A las doce del día siguiente detuvieron a David Barney y le acusaron de homicidio en primer grado, acusación a la que Barney replicó presentando una declaración de inocencia. Ya en los primeros movimientos de la partida resultaba innegable que las pruebas que había contra él eran sobre todo de carácter circunstancial. No obstante, según la legislación californiana, los dos elementos que determinan el homicidio -la muerte de la víctima y la existencia de «acción criminal»- pueden demostrarse mediante pruebas circunstanciales o por deducción. Puede fallarse que ha habido comisión de homicidio en primer grado aunque no haya cadáver, aunque no haya pruebas directas de la muerte y aunque no haya confesión de culpabilidad. David Barney había firmado un acuerdo prematrimonial que limitaba su situación económica en caso de divorcio. Al mismo tiempo figuraba como primer beneficiario en las pólizas de seguros de la difunta, y en tanto que viudo de la misma heredaba la parte ganancial de sus bienes, parte que se estimaba en 2.600.000 dólares. David Barney no tenía ninguna coartada sólida que justificara sus movimientos durante la hora del crimen. Dink Jordan sabía que había pruebas de sobra para declararlo culpable.

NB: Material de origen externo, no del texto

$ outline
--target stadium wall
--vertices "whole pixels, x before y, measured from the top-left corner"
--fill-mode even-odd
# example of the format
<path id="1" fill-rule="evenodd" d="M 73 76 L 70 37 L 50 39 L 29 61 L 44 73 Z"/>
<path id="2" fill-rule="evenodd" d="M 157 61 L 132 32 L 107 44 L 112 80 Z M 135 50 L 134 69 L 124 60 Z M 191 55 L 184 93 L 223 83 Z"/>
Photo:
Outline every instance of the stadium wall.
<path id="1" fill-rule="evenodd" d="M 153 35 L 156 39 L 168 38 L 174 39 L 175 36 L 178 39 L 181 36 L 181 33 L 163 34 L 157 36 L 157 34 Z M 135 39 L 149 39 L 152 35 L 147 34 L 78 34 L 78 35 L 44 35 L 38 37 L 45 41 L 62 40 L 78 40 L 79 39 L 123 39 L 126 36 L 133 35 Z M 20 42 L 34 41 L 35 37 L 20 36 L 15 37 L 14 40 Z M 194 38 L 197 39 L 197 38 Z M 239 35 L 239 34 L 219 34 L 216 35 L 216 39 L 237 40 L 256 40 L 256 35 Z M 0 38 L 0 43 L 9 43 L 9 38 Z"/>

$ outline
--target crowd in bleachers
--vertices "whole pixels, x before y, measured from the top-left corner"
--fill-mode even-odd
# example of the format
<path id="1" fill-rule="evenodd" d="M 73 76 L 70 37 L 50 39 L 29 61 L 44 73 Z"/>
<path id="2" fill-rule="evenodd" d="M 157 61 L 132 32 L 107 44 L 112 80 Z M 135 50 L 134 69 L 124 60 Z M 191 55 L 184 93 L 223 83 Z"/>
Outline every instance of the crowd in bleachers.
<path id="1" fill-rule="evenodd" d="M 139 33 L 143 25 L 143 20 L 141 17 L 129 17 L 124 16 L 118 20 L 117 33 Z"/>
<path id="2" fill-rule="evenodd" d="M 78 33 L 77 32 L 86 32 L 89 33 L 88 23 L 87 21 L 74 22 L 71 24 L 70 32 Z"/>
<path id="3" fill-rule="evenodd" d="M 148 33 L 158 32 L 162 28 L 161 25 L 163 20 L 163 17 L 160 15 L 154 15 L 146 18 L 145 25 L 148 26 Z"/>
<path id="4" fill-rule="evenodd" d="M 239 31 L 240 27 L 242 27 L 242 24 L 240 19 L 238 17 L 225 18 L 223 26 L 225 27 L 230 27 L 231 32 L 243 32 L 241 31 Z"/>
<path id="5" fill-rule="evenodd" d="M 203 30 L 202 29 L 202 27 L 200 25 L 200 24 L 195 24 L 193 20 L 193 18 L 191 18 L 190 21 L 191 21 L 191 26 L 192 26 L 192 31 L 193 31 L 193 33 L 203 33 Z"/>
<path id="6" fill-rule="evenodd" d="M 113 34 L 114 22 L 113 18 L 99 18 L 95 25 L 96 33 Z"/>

El juicio duró tres semanas y, después de seis horas de recapitulaciones y dos días de deliberación, el jurado optó por el veredicto de inocencia. David Barney salió del juzgado no sólo en libertad, sino también nadando en la abundancia. Algunos miembros del jurado, entrevistados más tarde, admitieron que habían tenido la fuerte impresión de que Barney había matado a su mujer, pero alegaron que el fiscal no había sabido transformar las «dudas normales» en convicción. Lo que Lonnie Kingman quería, al solicitar el juicio por muerte en circunstancias sospechosas, era repetir el caso por lo civil, donde lo importante es el peso de las pruebas y no la fórmula de las «dudas normales» que rige en lo criminal. Hasta donde llegaba mi conocimiento de estos asuntos, el demandante, Kenneth Voigt, tenía que demostrar no sólo que David Barney había matado a Isabelle, sino que además el homicidio se había perpetrado con intención y ánimo de lucro. No obstante, la acumulación de pruebas de toda índole facilitaba aquí la labor. Así pues, lo que estaba en juego no era la libertad o encarcelamiento de Barney, sino los beneficios derivados del delito. Si la había matado por dinero, como mínimo se le despojaría de sus ganancias.